This has not being solved. There's not a single country in this world that has managed to not rely on hydro, nuclear, fossils or importations for electricity generation.
Please provide those "studies and researches" that backup your claim, because a simple calculation shows that the world's largest WWTP, Hongrin-Leman (100GWh in capacity and 480MW in power, over a 90km² basin) contains just 10% of the capacity needed and only 0.7% of the power required for a country like France to last a winter night (~70GW during ~14h of night).

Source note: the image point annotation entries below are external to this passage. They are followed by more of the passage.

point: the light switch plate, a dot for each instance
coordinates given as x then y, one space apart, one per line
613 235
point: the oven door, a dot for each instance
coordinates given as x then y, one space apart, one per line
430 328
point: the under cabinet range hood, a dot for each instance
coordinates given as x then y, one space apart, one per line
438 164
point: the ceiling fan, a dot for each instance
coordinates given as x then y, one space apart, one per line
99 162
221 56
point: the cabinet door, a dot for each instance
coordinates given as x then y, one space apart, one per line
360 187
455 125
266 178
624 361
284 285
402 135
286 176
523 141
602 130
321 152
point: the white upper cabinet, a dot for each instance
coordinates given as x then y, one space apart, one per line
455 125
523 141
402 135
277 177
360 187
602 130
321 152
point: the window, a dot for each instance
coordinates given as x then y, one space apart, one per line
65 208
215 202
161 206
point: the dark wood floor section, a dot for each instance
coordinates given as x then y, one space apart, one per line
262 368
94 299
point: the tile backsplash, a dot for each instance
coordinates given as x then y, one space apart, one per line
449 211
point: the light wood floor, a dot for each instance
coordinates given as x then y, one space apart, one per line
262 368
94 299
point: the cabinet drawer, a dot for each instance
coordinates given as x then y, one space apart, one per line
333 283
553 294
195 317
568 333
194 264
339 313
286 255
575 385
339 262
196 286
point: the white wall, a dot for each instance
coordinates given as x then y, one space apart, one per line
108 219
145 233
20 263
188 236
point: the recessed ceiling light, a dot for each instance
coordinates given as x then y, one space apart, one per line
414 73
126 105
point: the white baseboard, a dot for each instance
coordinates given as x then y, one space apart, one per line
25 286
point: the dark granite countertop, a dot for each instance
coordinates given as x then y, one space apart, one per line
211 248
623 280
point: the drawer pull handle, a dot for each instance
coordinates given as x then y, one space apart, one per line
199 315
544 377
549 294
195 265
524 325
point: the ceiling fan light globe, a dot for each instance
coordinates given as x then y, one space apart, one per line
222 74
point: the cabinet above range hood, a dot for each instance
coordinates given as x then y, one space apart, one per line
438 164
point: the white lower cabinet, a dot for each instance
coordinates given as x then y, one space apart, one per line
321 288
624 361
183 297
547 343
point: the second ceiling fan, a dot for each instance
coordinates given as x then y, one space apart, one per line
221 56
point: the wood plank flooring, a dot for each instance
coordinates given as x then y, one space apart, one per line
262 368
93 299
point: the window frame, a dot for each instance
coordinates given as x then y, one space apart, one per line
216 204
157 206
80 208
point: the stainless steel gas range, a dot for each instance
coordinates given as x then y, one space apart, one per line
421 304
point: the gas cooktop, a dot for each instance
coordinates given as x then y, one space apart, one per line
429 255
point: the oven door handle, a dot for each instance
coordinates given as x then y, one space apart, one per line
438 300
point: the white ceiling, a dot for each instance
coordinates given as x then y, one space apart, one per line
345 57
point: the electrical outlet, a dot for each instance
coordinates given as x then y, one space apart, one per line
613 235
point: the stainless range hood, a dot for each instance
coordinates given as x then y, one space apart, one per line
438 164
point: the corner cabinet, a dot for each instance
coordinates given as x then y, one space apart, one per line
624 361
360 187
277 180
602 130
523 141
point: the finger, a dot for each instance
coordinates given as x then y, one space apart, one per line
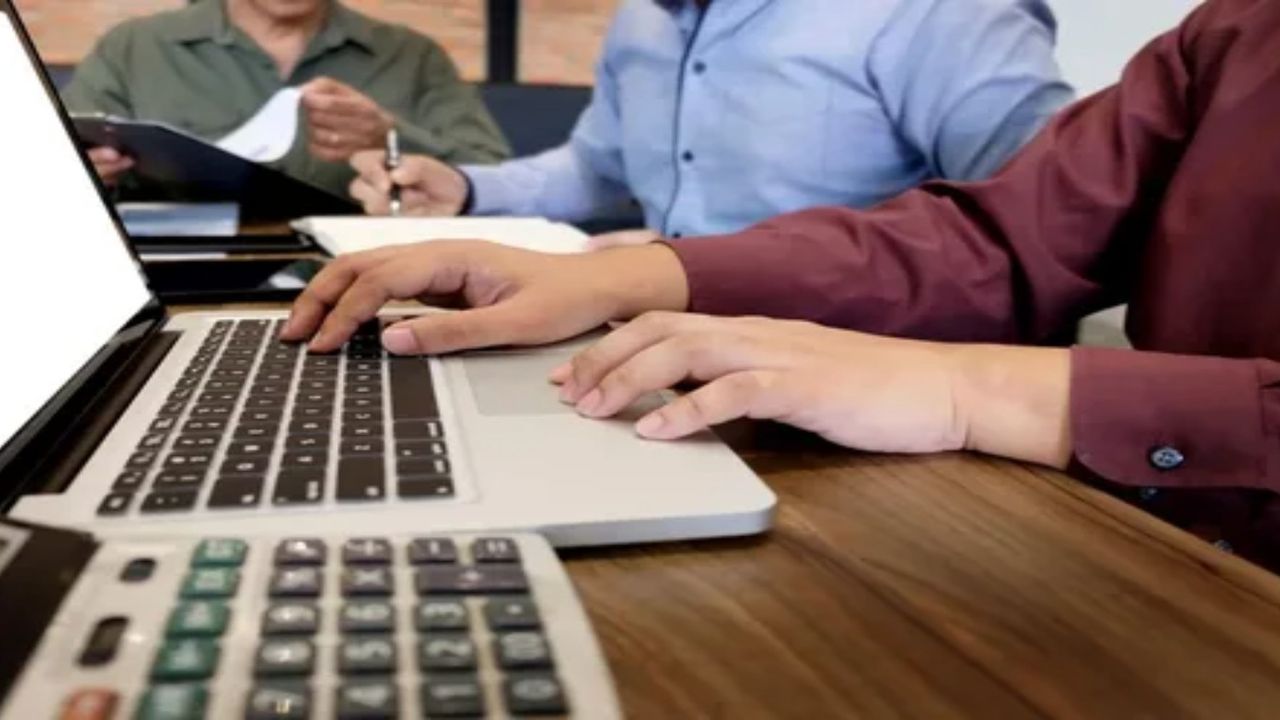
753 393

So we'd need “only” 10 Hongrin-Léman stations in terms of capacity, but 142 Hongrin-Léman stations in terms of power. In other words, we'd need to flood at best 8.5x the surface area of Paris, and at worst the entire surface area of the Île de France department, home to 12 million inhabitants. And that's just for one night without wind (which happens very regularly), assuming we rely on solar and wind power.
Then we need to find enough water and enough energy to pump it to fill the STEP completely in 10 hours of daylight, otherwise we'll have a blackout the following night.
Wind and solar power cannot form the basis of a country's energy production, because they are intermittent energies, and the storage needed to smooth out production is titanic. These energies rely on hydroelectricity, nuclear power and fossil fuels to be viable on a national scale.
Point the flaws in my logic, debate my ideas, or just leave. Don't waste your time making another reply if you can't keep respectful, I won't bother reading it.
Asking for sources and data to support a disputed claim is the basis of scientific debate. Becoming aggressive and disrespectful after such a mundane request is much more revealing of who is debating in good faith here.
Relevant critic here
TLDR : The study does not support the claim made in the title. It just says that it will be economically feasible. When asked about if its physically possible, they just throw some vague techno-solutionism, and even admit that 100% renewable will may never be actually possible
A request must be made to access this article, I highly doubt that you made one and actually read that report, so I won't waste my time either.
This report does not even relate to our debate at all, it theorizes multiple scenarios for 2050, does not tell if it's feasible and how, and none of these scenarios are 100% renewables anyway. This is out of subject.
I'm not going to bother to keep going, it becomes obvious that you just took random studies whose title seemed to support vaguely your points , hoping that I'm as bad-faith as you and I that I won't open them.
Your statements are based on void and you become aggressive when asked for explanations. I take back what I have above: don't bother to answer at all, I'm just going to ignore you from now on.
Did you even read the links you posted?
Why waste time replying just to behave like a child?